Middle East Chaos
from Pressure Points and Middle East Program

Middle East Chaos

The fall of Mosul, Iraq to a terrorist group should change the American perceptions of developments in the Middle East. Although the Obama administration has spent its efforts in the region on the Israeli-Palestinian conflict, that front is actually stable: no one is predicting or expecting a massive collapse into violence.

But look north and east. Today’s news is of the capture of Iraq’s second largest city by the Islamist terrorist group ISIS, the Islamic State of Iraq and Syria, an al-Qaeda offshoot. Meanwhile in Syria, roughly 12,000 jihadis are now gathered, producing chaos in that country and sowing seeds of trouble for neighboring countries and our own. The estimate now is that 70 Americans are among the jihadis in Syria, one of whom recently engaged in a suicide bombing, so the question arises: what will they do when they come home?
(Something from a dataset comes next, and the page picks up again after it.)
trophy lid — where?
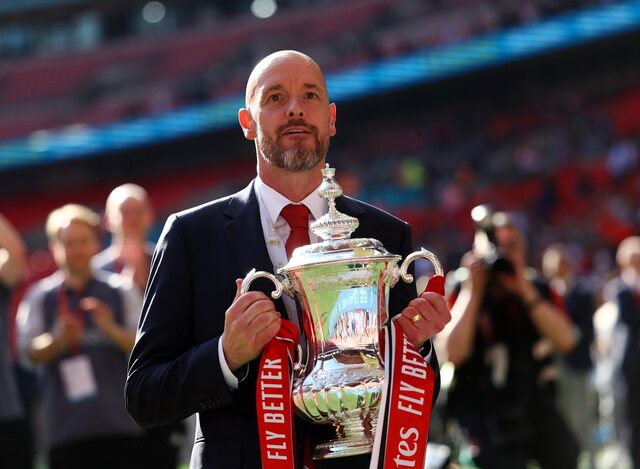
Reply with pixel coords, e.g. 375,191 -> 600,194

There is a common thread here, in my view: these developments were not inevitable. The situation in Syria is the product in good part of America’s failure to act when we had a chance, in 2011 and 2012, and even in 2013 when President Obama backed away at the last minute from bombing Syria to punish Assad for his murderous use of chemical weapons. In 2012 the President rejected the advice of most of his top advisers (using the term loosely, because he does not seem to value their advice), Panetta, Clinton, and Petraeus, to give the Syrian rebels significant amounts of non-lethal and lethal assistance. The massive refugee flow from Syria threatens the stability of Jordan and of Lebanon, and the concentration of 12,000 jihadis there is a danger to them and to the United States and all our allies.

In Iraq, President Obama withdrew all U.S. troops as soon as he could. Would an American presence have avoided today’s debacle? It’s quite possible, because the United States was often able to broker deals between Sunnis and Shia that headed off the kind of violence we see today. David Rothkopf describes where we are now, in an article entitled "We Are Losing the War on Terror:"

This compounds ISIS gains in Fallujah and across Anbar province. Should the Iraqi government fail to regain control of this region, the consequences of an extremist rump state on Jordan’s eastern border and of conflict with Kurds in the north are grave. Such a scenario is quite possible, in fact; 11 years after the United States went to war with Iraq we could be on the verge of seeing it fracture into an extremist Sunni state in the west and an Iranian puppet state in the east -- perhaps the worst possible outcome we could have envisioned.

So, the worst possible outcomes in Syria and in Iraq, after five years of Obama foreign policy designed to get us out of Middle East morasses. What is the current policy for addressing these dangers? As Rothkopf added, "President Barack Obama’s West Point speech -- which suggested that we could now safely start to hand off such issues to partners on the ground -- has, in the case of Pakistan and Iraq, been debunked within the last few days." And I would add, is being debunked in Syria every day.

Implementing a serious and effective counter-terror policy will be far more difficult now, with a variety of Al-Qaida linked groups such as ISIS and AQAP and AQIM growing in strength, than it would have been five years ago. We’ve lost influence in Iraq and in fact have lost influence throughout the Middle East with friends and enemies alike. The beginning of a more effective policy is an acknowledgement that the current one isn’t working. We need the functional equivalent of Jimmy Carter’s clear realization after the Soviet invasion of Afghanistan that he needed an entirely new approach to the USSR, and of George W. Bush’s realization in 2006 that we were losing the war in Iraq and needed a new war plan there. The West Point speech points in the opposite direction: self-congratulation and more of the same. Perhaps the disaster in Mosul will force the President and his advisers (or perhaps the more accurate term is "and other high officials") to recognize the need for change. Two and a half more years of disasters in the Middle East will create too much more damage.

A final note: all this bad news can, logically, lead the administration to seek a great piece of good news: an Iran nuclear deal.

Of course a bad deal would be bad news, but the administration may be tempted to make compromises it should not make in order to have some accomplishment in the region, some way of combating the argument that things are falling apart. After all, a "bad" deal is in the eye of the beholder. Perhaps it is not coincidental that just yesterday, the French Foreign Minister insisted that Iran must not be allowed thousands of centrifuges in any deal, but must hold only hundreds. He is trying to stiffen the P5+1 negotiating position, for which we should thank him.

But a deal that adds to the current witches’ brew a belief in the region that Iran will escape sanctions and move, slowly but steadily, toward the bomb would create even more dangers. One can only hope that Iran’s role in Iraq and in Syria stiffens the U.S. negotiating posture, and hope that disasters in Syria and Iraq do not in fact lead to a weakening of the American demands at the negotiating table.